Re: [PATCH 27/31] mm/khugepaged: allow pte_offset_map[_lock]() to fail
From: Hugh Dickins
Date: Wed May 24 2023 - 00:45:02 EST
On Mon, 22 May 2023, Yang Shi wrote:
> On Sun, May 21, 2023 at 10:24 PM Hugh Dickins <hughd@xxxxxxxxxx> wrote:
> >
> > __collapse_huge_page_swapin(): don't drop the map after every pte, it
> > only has to be dropped by do_swap_page(); give up if pte_offset_map()
> > fails; trace_mm_collapse_huge_page_swapin() at the end, with result;
> > fix comment on returned result; fix vmf.pgoff, though it's not used.
> >
> > collapse_huge_page(): use pte_offset_map_lock() on the _pmd returned
> > from clearing; allow failure, but it should be impossible there.
> > hpage_collapse_scan_pmd() and collapse_pte_mapped_thp() allow for
> > pte_offset_map_lock() failure.
> >
> > Signed-off-by: Hugh Dickins <hughd@xxxxxxxxxx>
>
> Reviewed-by: Yang Shi <shy828301@xxxxxxxxx>
Thanks.
>
> A nit below:
>
> > ---
> > mm/khugepaged.c | 72 +++++++++++++++++++++++++++++++++----------------
> > 1 file changed, 49 insertions(+), 23 deletions(-)
> >
> > diff --git a/mm/khugepaged.c b/mm/khugepaged.c
> > index 732f9ac393fc..49cfa7cdfe93 100644
> > --- a/mm/khugepaged.c
> > +++ b/mm/khugepaged.c
...
> > @@ -1029,24 +1040,29 @@ static int __collapse_huge_page_swapin(struct mm_struct *mm,
> > * resulting in later failure.
> > */
> > if (ret & VM_FAULT_RETRY) {
> > - trace_mm_collapse_huge_page_swapin(mm, swapped_in, referenced, 0);
> > /* Likely, but not guaranteed, that page lock failed */
> > - return SCAN_PAGE_LOCK;
> > + result = SCAN_PAGE_LOCK;
>
> With per-VMA lock, this may not be true anymore, at least not true
> until per-VMA lock supports swap fault.

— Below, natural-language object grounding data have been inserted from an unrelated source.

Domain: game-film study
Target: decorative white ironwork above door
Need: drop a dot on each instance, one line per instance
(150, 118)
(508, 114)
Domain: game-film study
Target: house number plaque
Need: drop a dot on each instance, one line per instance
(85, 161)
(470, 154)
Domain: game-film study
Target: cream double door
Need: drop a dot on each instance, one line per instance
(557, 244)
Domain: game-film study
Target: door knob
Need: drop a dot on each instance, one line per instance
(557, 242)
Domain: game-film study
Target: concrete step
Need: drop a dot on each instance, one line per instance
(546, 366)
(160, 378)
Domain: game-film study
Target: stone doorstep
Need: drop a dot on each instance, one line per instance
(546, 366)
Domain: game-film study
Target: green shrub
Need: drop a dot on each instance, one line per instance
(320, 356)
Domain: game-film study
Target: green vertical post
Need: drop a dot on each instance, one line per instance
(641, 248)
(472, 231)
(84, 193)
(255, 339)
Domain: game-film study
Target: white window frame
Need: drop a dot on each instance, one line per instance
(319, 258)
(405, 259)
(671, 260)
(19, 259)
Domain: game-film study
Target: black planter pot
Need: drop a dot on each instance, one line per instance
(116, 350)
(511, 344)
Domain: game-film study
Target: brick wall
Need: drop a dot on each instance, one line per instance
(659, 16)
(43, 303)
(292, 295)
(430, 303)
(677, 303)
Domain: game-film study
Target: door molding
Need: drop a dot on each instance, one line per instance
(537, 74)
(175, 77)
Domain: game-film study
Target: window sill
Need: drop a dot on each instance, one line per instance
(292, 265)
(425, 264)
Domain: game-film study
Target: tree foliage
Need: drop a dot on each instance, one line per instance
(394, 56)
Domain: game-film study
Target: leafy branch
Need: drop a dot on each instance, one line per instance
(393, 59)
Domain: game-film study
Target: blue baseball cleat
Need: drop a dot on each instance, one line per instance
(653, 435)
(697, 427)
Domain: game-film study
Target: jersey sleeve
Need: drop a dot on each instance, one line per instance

It may be better to have a
> more general failure code, for example, SCAN_FAIL. But anyway you
> don't have to change it in your patch, I can send a follow-up patch
> once this series is landed on mm-unstable.
Interesting point (I've not tried to wrap my head around what differences
per-VMA locking would make to old likelihoods here), and thank you for
deferring a change on it - appreciated.
Something to beware of, if you do choose to change it: mostly those
SCAN codes (I'm not a fan of them!) are only for a tracepoint somewhere,
but madvise_collapse() and madvise_collapse_errno() take some of them
more seriously than others - I think SCAN_PAGE_LOCK ends up as an
EAGAIN (rightly), but SCAN_FAIL as an EINVAL (depends).
But maybe there are layers in between which do not propagate the result
code, I didn't check. All in all, not something I'd spend time on myself.
Hugh